As was discussed in the Abraham and Isaac pieces, it is clear that these patriarchs are really royalty and not mere merchants and/or rude shepherds, as the typical superficial reading or telling renders. As such, can we really be led to believe that such a wealthy person as Jacob could only provide one of his sons with such a commonplace garment? At least if any of them were to be considered as being near to Joseph's exalted status in Jacob's eyes.

We've already discussed that, besides Benjamin, that all the ten other brothers were born either of the "unloved wife", Leah, or to the two maidservants of Rachel and Leah. And that this differing lineage thus has a bearing upon the social status to be assigned to the groups headed by their respective eponymous founding fathers and 'uncles'. And that brother Judah's constant negative behavioral depiction especially binds him subserviently to Joseph, via Joseph's son Ephraim.

With all this, I submit that the story of the coat is simply a further signal flag that Joseph is more than special in the mundane fatherly favorite sense, but that this use of such a gift was meant to convey to the alert, once again, that the superficial meaning is not what is to be conveyed. But rather that this narrative element was also pointing to the new geo-political arrangements being put in place in Canaan.

As the Sabbah brothers have clearly shown in their Secrets of the Exodus, the Abraham through Joshua narratives are all encrypted parts of the 18th and 19th Dynasty narratives centered around the Amarna 'project'. A project that synthetically kicked off what Jerry and I term the False Dialectic that forms the internal tensions still within Western Civilization today. By this late time, the notion of such a dyed coat being uniquely provided to one such brother would have to be considered as more typical insider humor veiling the deeper message of hierarchy.

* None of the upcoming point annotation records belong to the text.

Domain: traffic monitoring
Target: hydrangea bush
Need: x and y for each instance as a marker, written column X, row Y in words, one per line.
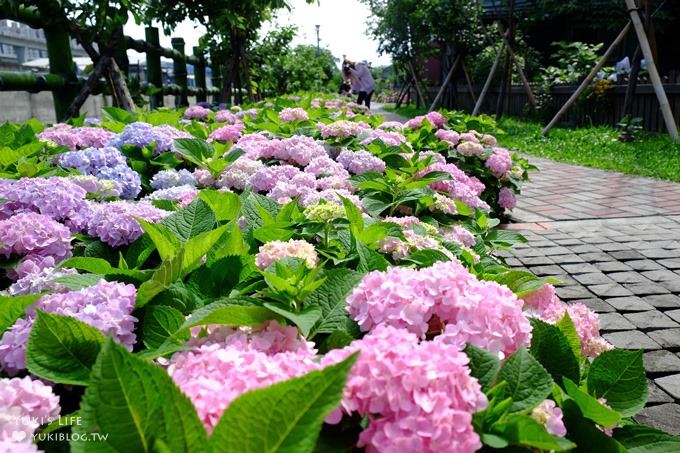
column 299, row 275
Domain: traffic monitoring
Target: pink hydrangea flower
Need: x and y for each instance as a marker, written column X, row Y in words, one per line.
column 229, row 133
column 34, row 234
column 500, row 162
column 196, row 112
column 25, row 404
column 225, row 116
column 227, row 363
column 288, row 115
column 418, row 396
column 107, row 306
column 550, row 415
column 359, row 162
column 470, row 149
column 451, row 137
column 483, row 313
column 342, row 129
column 274, row 251
column 506, row 199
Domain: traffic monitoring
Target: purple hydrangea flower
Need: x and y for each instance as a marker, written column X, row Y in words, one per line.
column 107, row 306
column 166, row 179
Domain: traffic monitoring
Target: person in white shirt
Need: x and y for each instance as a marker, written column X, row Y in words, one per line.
column 360, row 79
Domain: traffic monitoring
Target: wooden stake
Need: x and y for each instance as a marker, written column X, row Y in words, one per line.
column 653, row 73
column 520, row 69
column 589, row 78
column 489, row 79
column 469, row 82
column 415, row 81
column 445, row 84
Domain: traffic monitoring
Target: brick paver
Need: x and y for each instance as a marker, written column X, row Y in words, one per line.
column 614, row 241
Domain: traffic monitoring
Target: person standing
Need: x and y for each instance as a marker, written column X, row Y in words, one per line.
column 360, row 79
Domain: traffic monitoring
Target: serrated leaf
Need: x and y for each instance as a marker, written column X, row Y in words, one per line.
column 304, row 320
column 523, row 430
column 191, row 221
column 230, row 313
column 285, row 417
column 62, row 349
column 619, row 377
column 552, row 349
column 13, row 308
column 225, row 205
column 483, row 365
column 131, row 403
column 75, row 282
column 168, row 273
column 528, row 383
column 590, row 406
column 566, row 325
column 165, row 241
column 160, row 323
column 331, row 297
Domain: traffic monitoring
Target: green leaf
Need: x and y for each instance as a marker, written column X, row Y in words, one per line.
column 566, row 325
column 194, row 150
column 304, row 320
column 643, row 439
column 331, row 297
column 585, row 434
column 356, row 219
column 165, row 241
column 483, row 365
column 551, row 347
column 75, row 282
column 168, row 273
column 62, row 349
column 522, row 283
column 131, row 403
column 252, row 204
column 160, row 323
column 528, row 383
column 619, row 377
column 285, row 417
column 198, row 246
column 230, row 313
column 225, row 205
column 191, row 221
column 590, row 406
column 13, row 308
column 523, row 430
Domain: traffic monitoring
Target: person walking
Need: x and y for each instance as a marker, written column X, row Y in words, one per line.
column 360, row 79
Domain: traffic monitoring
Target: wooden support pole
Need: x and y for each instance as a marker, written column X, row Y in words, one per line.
column 180, row 70
column 489, row 80
column 665, row 107
column 61, row 63
column 199, row 75
column 438, row 98
column 520, row 70
column 415, row 81
column 154, row 74
column 469, row 82
column 589, row 78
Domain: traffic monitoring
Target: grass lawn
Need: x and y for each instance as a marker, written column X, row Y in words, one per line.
column 652, row 155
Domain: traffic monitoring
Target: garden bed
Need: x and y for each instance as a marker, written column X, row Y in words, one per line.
column 295, row 276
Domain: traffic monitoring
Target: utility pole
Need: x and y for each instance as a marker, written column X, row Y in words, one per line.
column 318, row 41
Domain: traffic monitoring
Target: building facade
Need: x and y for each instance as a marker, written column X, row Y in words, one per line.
column 20, row 44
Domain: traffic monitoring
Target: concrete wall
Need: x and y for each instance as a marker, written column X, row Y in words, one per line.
column 19, row 106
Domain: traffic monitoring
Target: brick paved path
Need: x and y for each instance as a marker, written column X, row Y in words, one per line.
column 614, row 240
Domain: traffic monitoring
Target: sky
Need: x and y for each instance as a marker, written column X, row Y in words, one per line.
column 343, row 29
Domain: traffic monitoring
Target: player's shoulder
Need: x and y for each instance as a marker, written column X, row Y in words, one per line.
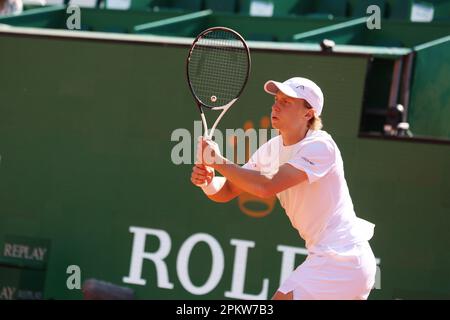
column 318, row 139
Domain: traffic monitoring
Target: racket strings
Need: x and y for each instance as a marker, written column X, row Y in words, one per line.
column 218, row 68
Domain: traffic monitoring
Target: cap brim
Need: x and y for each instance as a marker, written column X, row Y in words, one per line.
column 272, row 87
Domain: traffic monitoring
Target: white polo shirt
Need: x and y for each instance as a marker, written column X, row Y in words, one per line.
column 321, row 208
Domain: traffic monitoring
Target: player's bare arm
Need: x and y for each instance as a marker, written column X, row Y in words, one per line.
column 202, row 175
column 249, row 180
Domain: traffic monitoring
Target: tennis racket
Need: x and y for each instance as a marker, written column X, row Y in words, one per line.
column 218, row 67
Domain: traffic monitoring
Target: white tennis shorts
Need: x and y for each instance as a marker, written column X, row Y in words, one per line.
column 347, row 275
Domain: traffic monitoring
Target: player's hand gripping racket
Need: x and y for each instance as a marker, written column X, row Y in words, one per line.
column 218, row 66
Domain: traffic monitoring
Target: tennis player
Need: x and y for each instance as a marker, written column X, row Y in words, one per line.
column 303, row 167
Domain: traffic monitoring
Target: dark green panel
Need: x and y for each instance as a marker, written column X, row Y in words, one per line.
column 429, row 109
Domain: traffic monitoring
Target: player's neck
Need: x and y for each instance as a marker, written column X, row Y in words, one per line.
column 291, row 137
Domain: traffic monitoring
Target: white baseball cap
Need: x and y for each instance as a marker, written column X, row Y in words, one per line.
column 300, row 88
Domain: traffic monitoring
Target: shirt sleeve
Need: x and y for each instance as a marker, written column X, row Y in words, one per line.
column 315, row 158
column 263, row 160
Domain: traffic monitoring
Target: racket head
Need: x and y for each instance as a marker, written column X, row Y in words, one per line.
column 217, row 67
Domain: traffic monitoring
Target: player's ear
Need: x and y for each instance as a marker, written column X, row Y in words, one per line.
column 309, row 114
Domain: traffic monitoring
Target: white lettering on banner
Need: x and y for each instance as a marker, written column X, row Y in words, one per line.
column 237, row 291
column 138, row 255
column 7, row 293
column 218, row 263
column 24, row 252
column 239, row 272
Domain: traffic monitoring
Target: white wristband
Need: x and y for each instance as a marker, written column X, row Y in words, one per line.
column 214, row 186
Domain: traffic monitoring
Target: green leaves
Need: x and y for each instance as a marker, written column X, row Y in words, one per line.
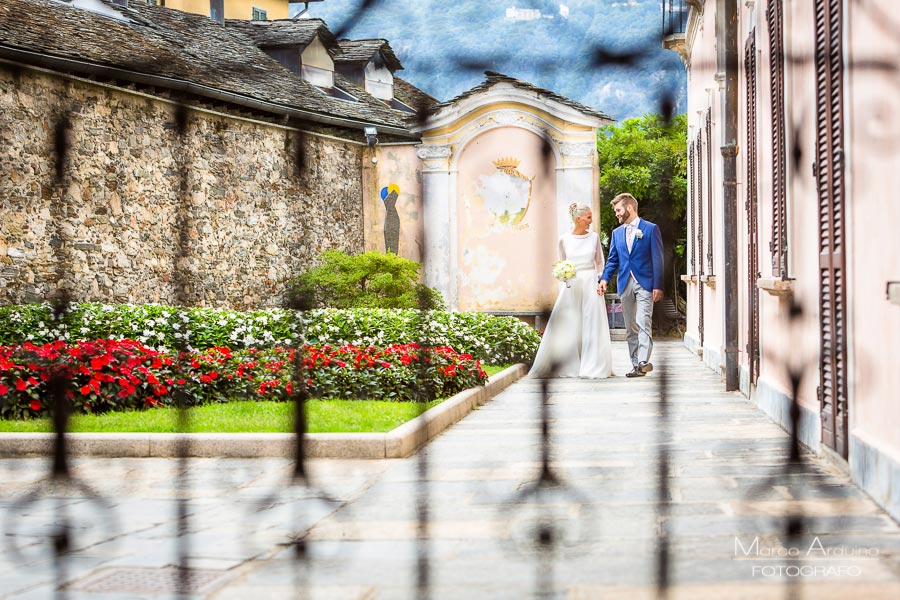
column 495, row 340
column 647, row 158
column 370, row 280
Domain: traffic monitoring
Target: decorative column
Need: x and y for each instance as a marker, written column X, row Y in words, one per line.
column 574, row 180
column 439, row 221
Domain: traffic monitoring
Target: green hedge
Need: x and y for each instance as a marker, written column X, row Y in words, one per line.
column 494, row 340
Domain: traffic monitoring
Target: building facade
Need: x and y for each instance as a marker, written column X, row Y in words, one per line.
column 231, row 154
column 793, row 263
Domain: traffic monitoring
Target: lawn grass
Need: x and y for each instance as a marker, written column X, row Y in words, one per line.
column 323, row 416
column 246, row 416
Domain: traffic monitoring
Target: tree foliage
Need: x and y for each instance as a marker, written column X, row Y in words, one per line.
column 647, row 158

Also, it should be noted, from the wall mural graphic, as was commonplace for such works, that the Egyptians depicted themselves with a reddish skin tone, as in contrast Semites were depicted with a more typical olive skin tone. Here, I am alluding to the business between ruddy Esau and his brother Jacob, and the whole red-headed business I've been looking into. Typically, the Egyptians depicted in such art would have shaved heads and worn dark haired wigs, if not depicted as being shaved bald (I think in the case of a priest).
Do you have an idea why Benjamin didn't get a coat? Am I missing something (as I so often do), or does it seem odd that Benjamin, as the youngest son of Jacob and Rachel, was not as blessed as other youngest sons?
The whole idea is that the coat is a convenient literary vehicle to convey that it is Joseph's lineage that will move forward with the Abraham's Blessing. Perhaps the coat was utilized because it is this generation of the 12 brothers that is skipped over with the actual blessing. Jacob grants the blessing to Ephraim while Joseph looks on, perplexed that Manasseh didn't get it instead.

BTW, Jacobovici has an episode that discusses Sennacherib's retreat from the siege of Jerusalem. He asserts that a bunch of verses were interpolated into the texts to distract that it was really the approach of the 'Nubian' 25th Dynasty of Egypt that was responsible for scaring off the Assyrians rather than from divine intervention. Which begs the question of where did all the Egyptians go - long time standing?